Доктор поклонился и вышел.
— Терпеливый человек ваш доктор, нервы у него, видно, крепкие! — засмеялся Боровецкий.
— А я их укрепляю деньгами. Я ему хорошо плачу.
— По телефону спрашивают, здесь ли пан Боровецкий. Что ответить? — доложил, стоя в дверях дежурный помощник Бухольца.
— Разрешите, пан президент?
Бухольц небрежно кивнул.
Кароль спустился вниз, в домашнюю контору Бухольца, где стоял телефон.
— Боровецкий слушает. Кто говорит? — спросил он, поднося трубку к уху.
— Это Люция. Я люблю тебя! — донеслись до него отрывистые, приглушенные расстоянием слова.
— Сумасшедшая! — иронически усмехаясь, прошептал он в сторону. — Добрый день!
— Приходи вечером в восемь. Никого не будет. Приходи. Жду. Люблю тебя. Целую. До свидания.
Он и впрямь услышал сквозь треск в трубке чмокающий звук поцелуя.
Телефон умолк.
«Сумасшедшая!

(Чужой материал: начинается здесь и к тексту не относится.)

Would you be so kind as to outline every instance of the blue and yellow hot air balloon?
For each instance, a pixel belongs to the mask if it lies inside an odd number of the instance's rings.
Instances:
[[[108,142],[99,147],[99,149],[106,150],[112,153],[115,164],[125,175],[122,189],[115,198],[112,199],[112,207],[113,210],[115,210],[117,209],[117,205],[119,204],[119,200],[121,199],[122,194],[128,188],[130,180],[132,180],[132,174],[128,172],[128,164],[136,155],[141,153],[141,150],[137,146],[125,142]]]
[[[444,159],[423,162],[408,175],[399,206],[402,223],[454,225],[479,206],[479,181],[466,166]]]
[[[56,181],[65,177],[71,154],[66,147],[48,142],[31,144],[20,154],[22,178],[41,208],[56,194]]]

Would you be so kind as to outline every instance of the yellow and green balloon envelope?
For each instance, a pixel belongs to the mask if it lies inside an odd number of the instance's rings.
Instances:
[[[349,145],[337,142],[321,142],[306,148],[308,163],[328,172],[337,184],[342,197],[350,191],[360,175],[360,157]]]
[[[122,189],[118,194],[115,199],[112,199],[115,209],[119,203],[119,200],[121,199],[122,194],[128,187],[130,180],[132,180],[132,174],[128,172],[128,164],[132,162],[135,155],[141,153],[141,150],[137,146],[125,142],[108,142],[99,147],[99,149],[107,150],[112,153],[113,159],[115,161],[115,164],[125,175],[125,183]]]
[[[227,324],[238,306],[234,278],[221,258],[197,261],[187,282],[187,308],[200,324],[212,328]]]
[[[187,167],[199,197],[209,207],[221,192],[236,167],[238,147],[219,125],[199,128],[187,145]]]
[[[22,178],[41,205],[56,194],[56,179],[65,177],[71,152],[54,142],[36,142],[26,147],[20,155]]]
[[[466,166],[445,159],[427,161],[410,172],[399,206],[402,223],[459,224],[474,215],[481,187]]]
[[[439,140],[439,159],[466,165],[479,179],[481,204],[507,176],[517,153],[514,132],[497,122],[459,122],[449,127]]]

Трудно с ней придется, такую пустяками не удовлетворишь», — думал он, поднимаясь наверх; столь оригинальное доказательство любви скорее огорчило его, чем обрадовало.
Бухольц, сидя глубоко в кресле и положив палку на колени, перелистывал толстую, испещренную цифрами брошюру, чтение которой так его увлекло, что он безотчетно прихватывал нижней губою коротко подстриженные усики, что среди фабричных называлось «сосет нос» и было признаком глубочайшей сосредоточенности.
Кипа писем и всяческих бумаг лежала перед ним на низком столике — вся сегодняшняя почта, которую он обычно разбирал сам.
— Помогите мне, пан Боровецкий, рассортировать письма, вот сразу же и замените Кнолля, да, кстати, я хочу вас немного развлечь.
Боровецкий посмотрел на него вопросительно.
— Письмами. Посмотрите, о чем и как мне пишут.
Он засунул брошюру за спину.
— Давай, болван!
Лакей сгреб все бумаги со столика и высыпал ему на колени.